From Beatlemania to cars, cows and contests
The King's Hall is one of Northern Ireland's most iconic buildings and has dominated the south Belfast skyline from before the Second World War.
Most people over a certain age here have been there at some stage, whether it was as one of the thousands attending the Balmoral agricultural show or taking in a big-name concert.
Music sensations like The Beatles brought their mania there in 1964 while Bono and U2 were on stage in 1987. The Pussycat Dolls brought the house down in 2009. It also regularly hosted amusement shows.
The King's Hall has also been home to a huge number of big exhibitions where thousands flocked to take in everything from the Ideal Home Show to holiday shows and the very popular motor shows when cars like the famous Belfast-made DeLorean were big attractions. Annual motorcycle shows were also held there, tapping into Northern Ireland's love of road racing and all two-wheeled motorsport.
Some of the biggest moments in boxing occurred amid rapturous scenes at the King's Hall where homeboy fighters like Dave 'Boy' McAuley and Barry McGuigan raised the roof of the famous old building.
Rinty Monaghan boxed there several times and a blue plaque was unveiled in his memory in 2007.
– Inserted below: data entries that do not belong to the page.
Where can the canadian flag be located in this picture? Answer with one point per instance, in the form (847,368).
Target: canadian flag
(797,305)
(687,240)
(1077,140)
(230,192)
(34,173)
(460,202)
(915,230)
Politics are never far away in Northern Ireland and the King's Hall has also proved a kingmaker for many politicians as election results were counted there.
The sprawling wider complex at Balmoral was also the scene of some of the biggest unionist demonstrations against Home Rule for Ireland when tens of thousands crammed in to hear their leader Sir Edward Carson denounce the plans in the pre-First World War era.
One estimate put the crowd on one occasion at a 200,000.
The Royal Ulster Agricultural Society has moved the Balmoral Show out of Belfast to the Maze site and now the King's Hall site has to compete with the Odyssey and Waterfront Hall for major events.
The first Balmoral Show was held there in 1896 and the last in 2012.
The actual King's Hall showpiece building was opened by the Duke of Gloucester on May 29, 1934 and closed on June 30, 2012, when new pavilions were built.